Inland marine insurance theme brokers should consider in 2023


Inflation is increasing material costs, exacerbating an already troubling problem in inland marine insurance, Soja said.

“One of our biggest challenges is making sure we get the right price for our exposure due to the increased cost of paying claims,” ​​the executive told Insurance Business. “Providing adequate insurance for value, whether for fixed-location businesses such as builders’ risks, or mobile such as contractors and equipment, has long been problematic.”

In addition to the increased cost of materials to replace or repair damaged property or equipment, rising wages also increase claims. Finding qualified workers in some fields has become increasingly difficult, so the cost of those workers continues to rise. The global supply chain also remains a challenge, causing material and labor procurement to be further delayed than before.

“If inland marine insurers offered a time element cover, the exact same loss today would be more costly in a business interruption loss claim than it was a year ago,” Soja noted.

The trucking industry will be most affected by inflation. According to Soja, more than 90 percent of U.S. trucking companies operate fleets of six trucks or fewer. Smaller fleets taking a bigger cost hit could struggle with insurance issues.
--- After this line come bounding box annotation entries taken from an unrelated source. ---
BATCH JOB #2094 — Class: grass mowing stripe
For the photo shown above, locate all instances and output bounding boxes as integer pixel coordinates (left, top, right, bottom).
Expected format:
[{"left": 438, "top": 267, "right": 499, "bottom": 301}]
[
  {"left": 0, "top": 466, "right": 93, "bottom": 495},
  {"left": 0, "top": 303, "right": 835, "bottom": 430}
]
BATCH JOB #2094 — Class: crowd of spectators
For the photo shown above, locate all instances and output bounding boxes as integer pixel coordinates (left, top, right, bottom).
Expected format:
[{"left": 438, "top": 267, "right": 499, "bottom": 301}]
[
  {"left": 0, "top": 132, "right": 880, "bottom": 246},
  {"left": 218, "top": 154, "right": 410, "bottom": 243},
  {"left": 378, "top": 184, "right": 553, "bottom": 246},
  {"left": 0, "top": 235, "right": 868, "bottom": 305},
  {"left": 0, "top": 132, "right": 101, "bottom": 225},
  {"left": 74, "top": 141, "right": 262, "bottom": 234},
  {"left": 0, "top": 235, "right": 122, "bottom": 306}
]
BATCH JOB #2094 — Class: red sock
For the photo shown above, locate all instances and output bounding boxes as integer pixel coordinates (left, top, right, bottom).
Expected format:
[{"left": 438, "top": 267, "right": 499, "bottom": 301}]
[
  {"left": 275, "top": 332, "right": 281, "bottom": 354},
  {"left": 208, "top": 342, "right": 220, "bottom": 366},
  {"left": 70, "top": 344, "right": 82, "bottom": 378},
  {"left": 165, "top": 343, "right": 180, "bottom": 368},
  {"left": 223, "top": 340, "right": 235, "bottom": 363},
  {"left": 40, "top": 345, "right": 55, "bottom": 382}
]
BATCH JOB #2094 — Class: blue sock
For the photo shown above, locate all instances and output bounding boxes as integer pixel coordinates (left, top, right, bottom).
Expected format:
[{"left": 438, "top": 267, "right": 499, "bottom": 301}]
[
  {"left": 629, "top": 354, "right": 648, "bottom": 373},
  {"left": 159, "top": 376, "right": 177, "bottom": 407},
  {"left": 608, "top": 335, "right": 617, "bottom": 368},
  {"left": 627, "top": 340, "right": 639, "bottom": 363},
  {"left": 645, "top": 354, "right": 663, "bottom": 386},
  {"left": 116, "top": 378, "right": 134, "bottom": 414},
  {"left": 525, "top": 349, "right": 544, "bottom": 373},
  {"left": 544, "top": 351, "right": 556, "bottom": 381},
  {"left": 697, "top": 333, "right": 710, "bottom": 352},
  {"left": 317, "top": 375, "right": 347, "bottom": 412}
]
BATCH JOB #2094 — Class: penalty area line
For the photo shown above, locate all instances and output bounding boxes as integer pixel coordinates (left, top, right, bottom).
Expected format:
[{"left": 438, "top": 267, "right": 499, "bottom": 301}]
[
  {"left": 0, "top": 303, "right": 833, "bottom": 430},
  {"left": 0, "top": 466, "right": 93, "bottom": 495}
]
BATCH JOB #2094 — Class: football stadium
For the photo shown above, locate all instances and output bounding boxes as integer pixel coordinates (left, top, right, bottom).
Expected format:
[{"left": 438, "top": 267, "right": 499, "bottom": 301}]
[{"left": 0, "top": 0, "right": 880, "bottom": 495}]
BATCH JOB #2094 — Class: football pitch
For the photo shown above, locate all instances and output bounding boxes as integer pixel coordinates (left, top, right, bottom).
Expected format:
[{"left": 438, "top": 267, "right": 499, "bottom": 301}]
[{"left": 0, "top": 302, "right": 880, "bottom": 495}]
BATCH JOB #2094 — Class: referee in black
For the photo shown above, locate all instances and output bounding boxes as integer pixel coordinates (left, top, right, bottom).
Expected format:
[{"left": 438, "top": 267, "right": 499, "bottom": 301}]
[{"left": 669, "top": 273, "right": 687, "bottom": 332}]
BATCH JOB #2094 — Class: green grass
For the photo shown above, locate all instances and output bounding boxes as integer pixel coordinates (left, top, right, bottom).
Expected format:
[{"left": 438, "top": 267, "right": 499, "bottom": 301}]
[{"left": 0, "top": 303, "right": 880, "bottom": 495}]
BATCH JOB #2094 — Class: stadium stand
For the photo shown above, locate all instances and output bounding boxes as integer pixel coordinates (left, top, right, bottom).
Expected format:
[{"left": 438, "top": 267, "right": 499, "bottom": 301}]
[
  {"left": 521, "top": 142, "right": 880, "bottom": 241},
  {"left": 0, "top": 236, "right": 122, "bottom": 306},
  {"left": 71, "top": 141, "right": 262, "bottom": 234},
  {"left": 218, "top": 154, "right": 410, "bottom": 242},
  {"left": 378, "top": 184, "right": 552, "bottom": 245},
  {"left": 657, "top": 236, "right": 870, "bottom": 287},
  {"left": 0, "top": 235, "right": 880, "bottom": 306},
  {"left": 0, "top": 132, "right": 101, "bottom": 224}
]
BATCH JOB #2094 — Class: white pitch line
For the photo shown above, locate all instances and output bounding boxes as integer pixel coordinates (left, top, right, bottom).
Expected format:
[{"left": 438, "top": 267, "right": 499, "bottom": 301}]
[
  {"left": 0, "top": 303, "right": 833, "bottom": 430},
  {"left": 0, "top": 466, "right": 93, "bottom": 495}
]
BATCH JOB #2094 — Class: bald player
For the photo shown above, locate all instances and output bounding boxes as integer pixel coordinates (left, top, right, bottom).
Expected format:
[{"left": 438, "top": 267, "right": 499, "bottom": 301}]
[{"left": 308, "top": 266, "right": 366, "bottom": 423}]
“Historically, trucking has been a relatively low-margin business. The smaller the truckers are, the less reserves they have to tide them over,” he explained. “The obvious way to fix this is to stop operating, or get the independent drivers to join a larger company. But if they follow through, the financial woes could affect underwriting and claims for inland and trucking underwriters, as you might see to reduced investment in vehicle maintenance, or other cost-cutting measures that could impact quality risk. We are keeping a close eye on financial stability and the types of claims we are seeing.”

Increased construction spending

A big boon for inland marine insurance has been the recent construction boom in the U.S., fueled in part by President Biden’s bipartisan infrastructure laws. Even as the U.S. enters economically difficult times next year, the federally funded program will help ensure that the pipeline of construction works continues.

“Inland marine underwriters stand to benefit from a range of infrastructure and renovation projects that will last for several years,” Soja said. “A potential recession could affect other construction starts. Government-funded, they should be less sensitive to this dynamic.”

The localization of the supply chain is also playing a role in boosting local construction. Soja explained: “Many companies are rethinking their dependence on foreign material suppliers. While heavy reliance on foreign suppliers will continue, companies are localizing some of their products, providing another injection into new building construction in the United States. “

reinsurance challenge

Soja pointed to “huge changes” in the reinsurance market that will affect inland marine insurers. As renewal season approaches, brokers should brace for higher contract prices and more limited capacity with higher company retention rates.

“Higher prices, higher retention rates and potential capacity reductions in the reinsurance market will put major insurers in a bind. We pay reinsurers more for excess loss protection, which means that if we don’t Passed on to insurance companies, margins will be eroded,” Soja said. “At this point in the market cycle, we’re seeing interest rates rise, but much less than in the past few years.”

But next year there will be inconsistencies in the reinsurers’ approach in the market due to natural catastrophe risks. “Most marine insurers are part of larger organizations that also underwrite natural catastrophe risks. So each Marine is assigned differently within their respective organizations,” he said. “I think you’re going to see a different reaction in the market, a small marine insurer might react differently than a larger, more sophisticated insurer just because of what we cover, how we reinsure and how we are in the market. influence on the

Despite these headwinds, AGCS hopes to cultivate long-term relationships with brokers and grow its market share responsibly over the next year.

“We are optimistic about 2023. Within AGCS, we have a growth view,” Soja said. “We strive to maintain the right balance between our internal focus by delivering products and services of value in the market, to ensure we generate adequate returns for our investors, and to remain customer-focused.”